8 HGST 10tb drives, the super cheap HUH721010ALE600 ones you can get referbished
The replacement from parts in the garage
Ryzen r7-1700 non-x(I actually had both, decided non-x for power saving, and turned the eco stuff on)
x370 msi pro carbon red LED barf from back when I pre-ordered ryzen(yup, I was one of the crazy people)
32GB DD4 3600mhz g.skill
Nvidia GTX560, non-Ti, there wasn’t much to pick from that didn’t have multiple PCIe power connectors, it had a single six pin. I was kicking myself for forgetting I was using a PCI gpu, so now that adds one more fan to clean! FFFS!
LSI Logic SAS 9207-8i Storage Controller LSI00301
8 HGST 10tb drives, the same ones, because I’m mentally deficient, and the spare two I bought were holding everything on them I’d taken off the previous build, just waiting to be put back on.
4 samsung evo 250GB sata drives <— I run supercache(Thanks Linus and Wendle, I’m a firm believer in tiered storage now. I used to run ramdrive programs for games, but then games got too damn big.)
1 intel 512gb nvme drive for its boot/OS
I wanted to move away from windows forever ago with the server. I couldn’t because of the raid card. So long as I didn’t have the areca card in the computer, I could replace motherboards, and cpu’s, and just pop the raidcard back in, and poof, data’s there. So it went from an old tyan K8WE that I got tired of replacing capacitors to an amd phenom x6 capable board(don’t recall, it burnt out on me), and finally the last which was somewhere around 2012 which ended up being its last for a long while. All running windows server 2008, yeah, I can hear the vomiting noises you’re making, it really is that bad.

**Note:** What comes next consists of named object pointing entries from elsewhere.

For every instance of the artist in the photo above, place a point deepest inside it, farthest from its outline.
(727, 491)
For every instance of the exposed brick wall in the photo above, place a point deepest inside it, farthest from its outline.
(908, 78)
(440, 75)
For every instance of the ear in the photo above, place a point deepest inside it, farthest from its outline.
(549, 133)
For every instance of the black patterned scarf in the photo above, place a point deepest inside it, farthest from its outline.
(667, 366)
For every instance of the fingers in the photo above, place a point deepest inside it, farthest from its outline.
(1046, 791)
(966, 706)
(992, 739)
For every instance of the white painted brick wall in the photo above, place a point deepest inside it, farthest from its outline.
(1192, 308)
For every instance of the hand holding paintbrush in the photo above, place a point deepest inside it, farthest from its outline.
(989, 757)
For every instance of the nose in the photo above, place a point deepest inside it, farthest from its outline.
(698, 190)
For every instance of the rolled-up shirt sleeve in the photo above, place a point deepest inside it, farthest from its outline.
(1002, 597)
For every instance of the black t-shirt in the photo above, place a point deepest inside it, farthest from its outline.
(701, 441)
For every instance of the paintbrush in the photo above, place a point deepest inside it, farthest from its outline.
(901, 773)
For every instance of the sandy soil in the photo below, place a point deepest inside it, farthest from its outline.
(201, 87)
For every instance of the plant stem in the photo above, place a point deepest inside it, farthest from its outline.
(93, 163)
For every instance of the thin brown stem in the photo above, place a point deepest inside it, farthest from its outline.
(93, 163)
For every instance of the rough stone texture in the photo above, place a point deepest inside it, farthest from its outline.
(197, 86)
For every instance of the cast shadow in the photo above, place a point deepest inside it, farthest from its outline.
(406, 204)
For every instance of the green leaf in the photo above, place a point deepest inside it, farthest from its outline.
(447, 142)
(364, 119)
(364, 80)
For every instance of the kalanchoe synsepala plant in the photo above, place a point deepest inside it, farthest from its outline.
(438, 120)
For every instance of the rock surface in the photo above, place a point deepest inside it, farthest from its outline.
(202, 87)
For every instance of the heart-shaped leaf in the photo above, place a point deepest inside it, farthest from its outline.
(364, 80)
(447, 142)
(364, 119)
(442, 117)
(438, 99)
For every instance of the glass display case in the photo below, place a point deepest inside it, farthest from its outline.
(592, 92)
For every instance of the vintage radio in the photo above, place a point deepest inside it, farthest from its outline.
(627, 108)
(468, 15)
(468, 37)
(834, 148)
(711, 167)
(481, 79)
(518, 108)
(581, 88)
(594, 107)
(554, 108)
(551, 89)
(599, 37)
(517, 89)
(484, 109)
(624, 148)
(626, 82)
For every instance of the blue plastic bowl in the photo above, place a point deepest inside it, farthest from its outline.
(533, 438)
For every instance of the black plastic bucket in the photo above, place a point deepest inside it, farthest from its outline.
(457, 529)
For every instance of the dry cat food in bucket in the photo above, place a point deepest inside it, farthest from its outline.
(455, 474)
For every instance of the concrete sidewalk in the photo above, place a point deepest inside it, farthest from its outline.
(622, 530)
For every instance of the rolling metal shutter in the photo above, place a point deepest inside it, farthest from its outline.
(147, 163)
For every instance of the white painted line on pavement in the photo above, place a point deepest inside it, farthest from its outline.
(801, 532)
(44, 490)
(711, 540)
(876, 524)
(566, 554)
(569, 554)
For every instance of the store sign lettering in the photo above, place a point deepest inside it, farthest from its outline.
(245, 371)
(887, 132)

Anyways, I put Truenas core on it after poking it with a stick in a virtual machine and deciding ‘yup, this’ll do’ by making a fk’ load of 20gb drives in VMware, and tied it to the OS, toyed around with how the raid and sharing worked(it was at this point, I wanted to claw my eyes out, forgot how bitchy linux is on permissions, and not like good ol’ windows, like that corner prostitute who will open up to anyone, so long as you got the right password.), and so far as setting the computer, and Truenas up? It was so simple I was done before I knew it, and fighting the linux permissions to let me put the shit where I wanted it so /everyone/ on the lan saw /one/ spot to get their files, and it not have a hissy fit. When /that/ was all said and done; eight HGST 10tb drives in ZFS-2 whatever raid-6 is, and I had turned the 4 seagate Evo’s into 1TB of cache because fk it right? I started moving files!
Honestly this was my face seeing all of that.
WORTH IT!
I know! I know! The terabyte of Tier-2 CACHE drives, and TrueNas’s desire to use any and all ram to act as Tier-1 cache was doing /all/ the work! But hey! I couldn’t have RAM or FOUR random sata drives act as a cache drive in windows 2008 while jamming files into it with a boot! Let me have my poor man’s moment of maximum throughput bliss on crappy gigabit home network! And the fact things were working as advertised! -.- /s
But then… I /knew/ all of that had been cache, and that I was still dealing with a drive that was possibly going bad. So out of morbid curiosity, I grabbed something that wouldn’t be in ram, or cache.
And… wonky when pulling from server to any computer on the network… why can’t I get maximum throughput?! I even performed a smartctl –t long to all of the HDD’s! And I’ve got the logs of those if anyone wants them, however I can tell you right now, smartctl said passed for all eight drives. head desks repeatedly Why can’t I just have maximum throughput both ways? ARG! I’m /PRETTY FREAKING SURE/ I should be slammed to the maximum on my in and outs on that server over a single gigabit connection! So am I just a fk’ing idiot and missing something here? Or after all of this TL;DFR rant, is there actually a problem drive in there hamstringing the group for being ‘a touch slow’??? Arg this is so frustrating!